KNIME tutorial: GroupBy node to group your data



The KNIME GroupBy node is how the platform handles grouping.  Grouping data is a powerful technique that I use often in the data exploration phase of machine learning and modeling.


Almost every data set has variables that you can think of as categories.  Grouping based on those categories and then seeing what happens to the numerical variables gives you a great view into what things may drive your analysis.


KNIME GroupBy node


In KNIME, grouping is handled by the GroupBy node.  It is an incredibly powerful node that is capable of doing dozens of numerical transformations on the grouped data.  But first, you need to group your data.


Selecting the columns to group on is an easy click to move them from the left menu (excluded) to the right menu (included).  The tricky part is that there is no way to re-order the grouping columns inside the node.  The earlier column in your data will be the first column it is grouped by.  You need to re-order them beforehand with a column re-sorter node to get them in the order you want to sort by.


Getting the sum, percentage, mean, median, etc.
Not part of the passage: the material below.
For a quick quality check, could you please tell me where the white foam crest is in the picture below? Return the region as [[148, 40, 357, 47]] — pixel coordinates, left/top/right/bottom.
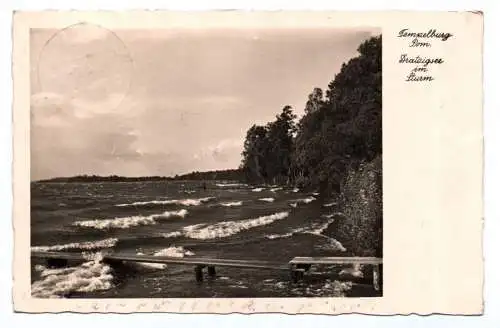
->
[[220, 201, 243, 207], [31, 238, 118, 252], [162, 231, 182, 238], [296, 196, 316, 204], [311, 232, 347, 252], [266, 232, 293, 240], [311, 219, 335, 234], [339, 263, 364, 278], [73, 209, 188, 230], [31, 252, 113, 298], [266, 220, 336, 242], [115, 200, 170, 207], [115, 197, 215, 207], [215, 183, 248, 187], [323, 202, 337, 207], [183, 212, 289, 239]]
The easiest way to use the mathematical operations is through the manual aggregation tab.   Once you have picked which columns you want to group on (the categories), then you go to the manual aggregation tab and pick which columns you want to see the math done to.


Some of the most common and useful math operations are:




Percentage – % of the total for that column inside that category




I typically look at those to explore my data and understand what it looks like.  Sometimes that inspires me to dive further, and that is the essence of data exploration.




KNIME’s GroupBy is an amazingly powerful node that is easy to use.  It could be easier if they add the functionality to re-order the columns inside the GroupBy node, but we can work around that for now.